Does the paper talk at all about like making that adjustable
or basically setting flags and something like I want to know.
know about this, I want to know about that, but like not other things, getting more of like a
sketchy view versus a detailed view, you know, versus having something like, you know, a fully
observable, you know, down to each, you know, running process view, you know, with dashboards, right?
Like, you can, there's many different levels of, of detail that you can get here.
And this, at least so far, I haven't read the paper, at least so far, has felt very sort of like,
you know, you've got to hit the right balance.
And this is the, you know, where we're trying to find how much is too much.
and sometimes the user will need to know more or less.
Maybe it's this stuff, maybe it's the granularity up here.
Yeah, but is it exactly that?
I feel like...
I would like to point out that the format of the podcast
that you have invented, Ivan,
does not really correspond to the idea of the paper
from what I've seen that well,
because if you build a reactive system in code,
the reactive system already knows what it's going to be reacting to,
whereas I came into this podcast purely unknowing.
And I think it would be interesting
if you could build a software system
where the reactive components have no idea
or no understanding of what the system they're reacting to is.
But I am not a software component.
I am a human.
And so I have to build up the context
of what I'm reading before I can react.
Are you sure you're not a software component?
We're starting to make software components that are people.
Are we sure we're not making people
that our software...
That would be the...
Hello!
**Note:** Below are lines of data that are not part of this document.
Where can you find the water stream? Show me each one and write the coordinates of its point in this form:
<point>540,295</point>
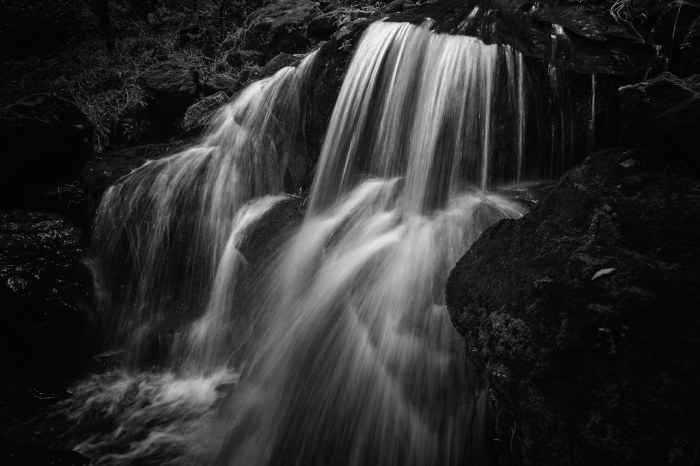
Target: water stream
<point>354,360</point>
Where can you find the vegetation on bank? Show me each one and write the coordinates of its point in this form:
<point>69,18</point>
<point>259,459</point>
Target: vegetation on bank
<point>59,47</point>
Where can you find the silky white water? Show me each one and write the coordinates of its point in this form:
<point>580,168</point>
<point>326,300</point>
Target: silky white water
<point>353,360</point>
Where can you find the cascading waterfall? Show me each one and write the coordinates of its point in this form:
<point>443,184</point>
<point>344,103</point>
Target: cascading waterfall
<point>360,364</point>
<point>356,362</point>
<point>165,236</point>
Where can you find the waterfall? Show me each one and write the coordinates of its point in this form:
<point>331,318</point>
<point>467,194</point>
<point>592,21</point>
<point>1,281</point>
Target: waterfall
<point>354,360</point>
<point>165,236</point>
<point>360,364</point>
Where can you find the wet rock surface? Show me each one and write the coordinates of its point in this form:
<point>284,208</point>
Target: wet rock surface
<point>280,26</point>
<point>582,316</point>
<point>22,454</point>
<point>105,169</point>
<point>665,114</point>
<point>198,115</point>
<point>46,296</point>
<point>44,140</point>
<point>170,88</point>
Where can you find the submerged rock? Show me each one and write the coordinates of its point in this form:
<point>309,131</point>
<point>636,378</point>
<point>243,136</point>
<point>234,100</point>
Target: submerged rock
<point>583,316</point>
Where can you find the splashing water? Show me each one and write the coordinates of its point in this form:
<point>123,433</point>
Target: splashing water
<point>357,362</point>
<point>165,236</point>
<point>360,364</point>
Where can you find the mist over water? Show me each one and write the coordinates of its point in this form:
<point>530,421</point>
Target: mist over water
<point>354,360</point>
Welcome to the feeling of computing podcast.
This is a recording.
Well, it's not a recording in the sense that it's pre-recorded.
We're recording right now.
Your role as surprised guest is to give Jimmy and I
feedback on the podcast as we record it.
You may do this at any time as much as you want.
Don't be shy.
Thank you.
And now back to the episode.
There's one other person who's just sitting there
with the joining dot dot, dot, dot, dot, dot.
So there's one in the chamber.
It's gonna, you know, might pop off at any moment.
So if you got a thought,
Keep it popcorn sized.
This would be way lamer if you had AI bots coming in interrupting us instead of actual human beings.
Jimmy, you should know me better than that.
I would never, ever, ever, ever do something like that.
Jimmy, you should know me better than that.
I would never, ever, ever do something like that.
Jimmy, you should know me better than that.
I would never, ever, ever do something like that.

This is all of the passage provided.